The Second Circuit also argues that, for present purposes, it doesn't matter if Section 1373 is generally unconstitutional, because all that matters is whether it can be properly applied as a condition applied to a federal grant. The problem, however, is that it can only be a condition relevant to the Byrne Grant if it is an "applicable federal law" that grant recipients are required to obey even independently of the grant itself. And it cannot qualify as such if it is unconstitutional.
The above is far from an exhaustive list of all the flaws in the Second Circuit ruling. There are plenty of others that I have omitted because I did not want to make this post even longer.
But despite its many weaknesses, this is still a potentially important ruling. It creates a circuit split, thereby making it much more likely than before that the Byrne Grant issue will get to the Supreme Court. The decision breaks the judicial consensus under which the Trump administration lost every previous Byrne grant case, and nearly all other sanctuary jurisdiction cases, as well. At least two of the judges on the panel—Jose Cabranes and Ralph Winter—are prominent figures, and they were appointed by presidents from different parties (Clinton and Reagan, respectively). Judge Raggi (a George W. Bush appointee) is also well-known, though arguably not quite to the same extent. Their involvement in this ruling is, to my mind, an example of how even topnotch judges can sometimes make unfortunate mistakes. Nonetheless, the composition of the panel further increases the significance of the decision.
There is a chance that this decision will be reversed by the en banc Second Circuit, though this may not be likely given that all three judges on the panel would get to participate in the en banc proceeding. Regardless, this ruling ensures that the legal battle over the Byrne grant conditions is no longer completely one-sided.

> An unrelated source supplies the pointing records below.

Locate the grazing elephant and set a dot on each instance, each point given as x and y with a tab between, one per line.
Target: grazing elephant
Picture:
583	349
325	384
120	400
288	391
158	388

For reasons noted above, this litigation has important implications for federalism that go far beyond the specific context of Byrne grants and sanctuary cities. I discuss those implications in much greater detail here and here.
UPDATE: In the original version of this post, I made a mistake when I said that senior judges cannot participate in en banc proceedings in the Second Circuit. It turns out that senior judges cannot participate in en banc cases as a general rule, but may do so if they were on the panel that decided the case. Thus, all three judges on the panel would get to participate in an en banc review here. I apologize for the mistake, which has now been corrected.
UPDATE #2: It is important to recognize that this case raises different issues from United States v. California, a sanctuary jurisdiction case that the Trump administration has asked the Supreme Court to hear. Among other key differences, the California case does not address the spending power issues that are at the heart of the Byrne Grant cases.